I am sorry I lost it. I feel so ashamed for my behavior earlier. The thought of Al not being able to walk anymore sort of made me crazy. I try so hard to stay a tough heart person but I guess I suck at it.

It isn’t truly that Al will can not walk, it is that it isn’t safe for him to walk. The little bit of muscle he has left will be drained quickly. I talked to them and there will be no more therapy, no more leg exercises, only arms, to strengthen more or as much as possible to now keep the wheel chair going by himself.

Everything in stages. Walk alone, then learn to walk with walker, then different muscles to learn to push the wheelchair before someone has to push him. I know that I will survive and I appreciate all of the prayers.

I feel like the only way I can get through this is to be hard skinned. I see that a lot these days. People pretending they don’t care about anyone but their own life. No more helping hands unless you make them feel so guilty they reach out.

The world has changed and yet I have remained back in time. I really wish I wasn’t make out of cotton balls and fluff clouds. I wish I could just say, hey, this is the deck that I was dealt, so deal with it.

I went back and read that blog and my face blushed. I sounded like a kitten that got its tail run over. There are so many people who are facing bigger challenges than Al. I am ashamed and so I am sorry I acted like a big baby.

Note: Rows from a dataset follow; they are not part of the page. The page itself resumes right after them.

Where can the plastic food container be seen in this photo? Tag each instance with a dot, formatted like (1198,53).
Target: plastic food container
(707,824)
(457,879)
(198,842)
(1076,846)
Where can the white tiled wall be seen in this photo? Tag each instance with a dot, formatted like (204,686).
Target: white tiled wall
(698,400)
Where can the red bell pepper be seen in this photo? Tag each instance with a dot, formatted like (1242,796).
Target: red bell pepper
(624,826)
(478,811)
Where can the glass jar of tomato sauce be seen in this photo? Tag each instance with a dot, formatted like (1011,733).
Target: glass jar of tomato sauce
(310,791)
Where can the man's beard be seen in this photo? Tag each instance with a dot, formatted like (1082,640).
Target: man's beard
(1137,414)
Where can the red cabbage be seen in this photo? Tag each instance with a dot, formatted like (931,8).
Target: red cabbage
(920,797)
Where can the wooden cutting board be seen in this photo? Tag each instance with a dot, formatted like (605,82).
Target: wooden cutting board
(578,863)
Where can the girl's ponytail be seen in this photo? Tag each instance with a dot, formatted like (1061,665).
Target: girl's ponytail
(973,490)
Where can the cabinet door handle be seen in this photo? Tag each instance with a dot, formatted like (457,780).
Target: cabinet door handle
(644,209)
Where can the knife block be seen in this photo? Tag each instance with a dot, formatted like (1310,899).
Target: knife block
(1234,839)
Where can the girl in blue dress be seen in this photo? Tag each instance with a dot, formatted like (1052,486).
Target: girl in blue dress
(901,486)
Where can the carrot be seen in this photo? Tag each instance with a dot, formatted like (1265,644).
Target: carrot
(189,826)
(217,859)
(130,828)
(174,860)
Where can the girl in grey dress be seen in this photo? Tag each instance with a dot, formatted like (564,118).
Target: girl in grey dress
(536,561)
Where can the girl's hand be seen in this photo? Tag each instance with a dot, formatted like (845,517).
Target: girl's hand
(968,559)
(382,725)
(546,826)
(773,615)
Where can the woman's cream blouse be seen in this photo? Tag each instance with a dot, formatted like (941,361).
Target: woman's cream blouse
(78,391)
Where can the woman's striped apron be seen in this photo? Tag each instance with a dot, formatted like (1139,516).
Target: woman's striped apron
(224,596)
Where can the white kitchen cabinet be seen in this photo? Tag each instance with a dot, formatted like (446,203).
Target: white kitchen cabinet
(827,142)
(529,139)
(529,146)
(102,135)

Nothing has changed since I wrote it but minutes ticked by on the clock. No one was waiting for me to wake up after my nap. I still had to make my own supper when I got up. So I need to deal with what life throws me. I am the biggest one to reach out to others and be there, but I am the worst at staying strong myself.

Can I turn this heart and soul in on a newer model? I need to be updated. Please someone check the chip in my brain. I think it is burnt out.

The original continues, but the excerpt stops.